PODCAST: Healthy People Initiative

April 9, 2021

STATCAST, APRIL 2021: DISCUSSION WITH DAVID HUANG, CHIEF, STATISTICIAN, ABOUT HEALTHY PEOPLE INITIATIVE.

HOST:  David Huang is the chief of the health promotion statistics branch at NCHS, and serves as the center’s primary statistical advisor on the Healthy People initiative. Healthy People for decades now has been identifying science-based objectives with targets to monitor progress and motivate and focus action aimed at improving the health of the nation.

David joined us to discuss the history of the program, what is going on presently, and what the future directions are.

HOST: David can you start by telling us a little bit about the history of the Healthy People program?

DAVID HUANG:  Sure.  Established in 1979, Healthy People is a science-based 10-year national initiative for improving the health of all Americans based on the latest available scientific evidence.  And at its core Healthy People provides a strategic framework for a national prevention agenda that communicates a vision for improving health and achieving health equity but at the heart of the initiative are the science-based measurable objectives with targets to be achieved by the end of each decade.  With the recent release of Healthy People 2030 last August, we’re actually now in our fifth decade of the initiative and while the Department of Health and Human Services or HHS leads the initiative through the Office of the Assistant Secretary for Health Office of Disease Prevention and Health Promotion or ODPHP, NCHS has served as the statistical advisor to the initiative since the first iteration of Healthy People.
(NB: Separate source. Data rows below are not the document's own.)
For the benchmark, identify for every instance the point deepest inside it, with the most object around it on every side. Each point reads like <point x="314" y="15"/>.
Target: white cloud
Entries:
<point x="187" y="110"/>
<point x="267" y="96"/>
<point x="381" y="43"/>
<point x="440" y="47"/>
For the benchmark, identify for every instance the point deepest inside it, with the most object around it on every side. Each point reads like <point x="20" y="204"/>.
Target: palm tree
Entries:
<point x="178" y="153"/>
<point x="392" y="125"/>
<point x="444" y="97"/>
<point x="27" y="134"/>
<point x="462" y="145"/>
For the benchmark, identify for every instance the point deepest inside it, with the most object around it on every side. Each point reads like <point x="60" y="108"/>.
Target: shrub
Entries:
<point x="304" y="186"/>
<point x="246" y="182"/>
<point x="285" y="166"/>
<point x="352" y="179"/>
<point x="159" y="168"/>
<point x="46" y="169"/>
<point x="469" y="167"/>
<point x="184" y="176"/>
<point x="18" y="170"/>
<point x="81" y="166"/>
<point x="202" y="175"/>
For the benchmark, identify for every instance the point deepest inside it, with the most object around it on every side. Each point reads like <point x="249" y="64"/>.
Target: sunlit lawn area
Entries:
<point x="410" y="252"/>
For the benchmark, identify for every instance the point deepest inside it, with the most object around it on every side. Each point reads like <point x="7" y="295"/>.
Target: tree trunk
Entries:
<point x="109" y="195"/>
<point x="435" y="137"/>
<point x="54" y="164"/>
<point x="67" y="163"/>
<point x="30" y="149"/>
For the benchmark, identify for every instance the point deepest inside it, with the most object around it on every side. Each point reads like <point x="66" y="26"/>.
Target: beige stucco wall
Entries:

HOST:  This program has been going on for quite a while – now how important is it in public health to have specific goals to work towards?

DAVID HUANG:  Well there are many federal health indicator projects, but the inclusion of a quantifiable target for each objective is a unique feature that distinguishes Healthy People from other broad federal prevention initiatives.  The use of targets was inspired by the “Management by Objectives” movement which emphasize setting of organizational goals and objectives and was outlined by Peter Drucker in his 1954 book called “The Practice of Management.”  Targets have been an integral part of Healthy People since its inception in 1979.  The examination of data relative to targets is considered critical to the usefulness of Healthy People as targets do communicate policy expectations and expert or evidence based recommendations to a wide range of stakeholders.  Moreover, targets offer a marker for assessing progress for each objective and for the initiative as a whole.

HOST:  How do you decide what the target is – is there any way of gauging whether it might be too lofty of a goal or too easy of a goal.  How is that process?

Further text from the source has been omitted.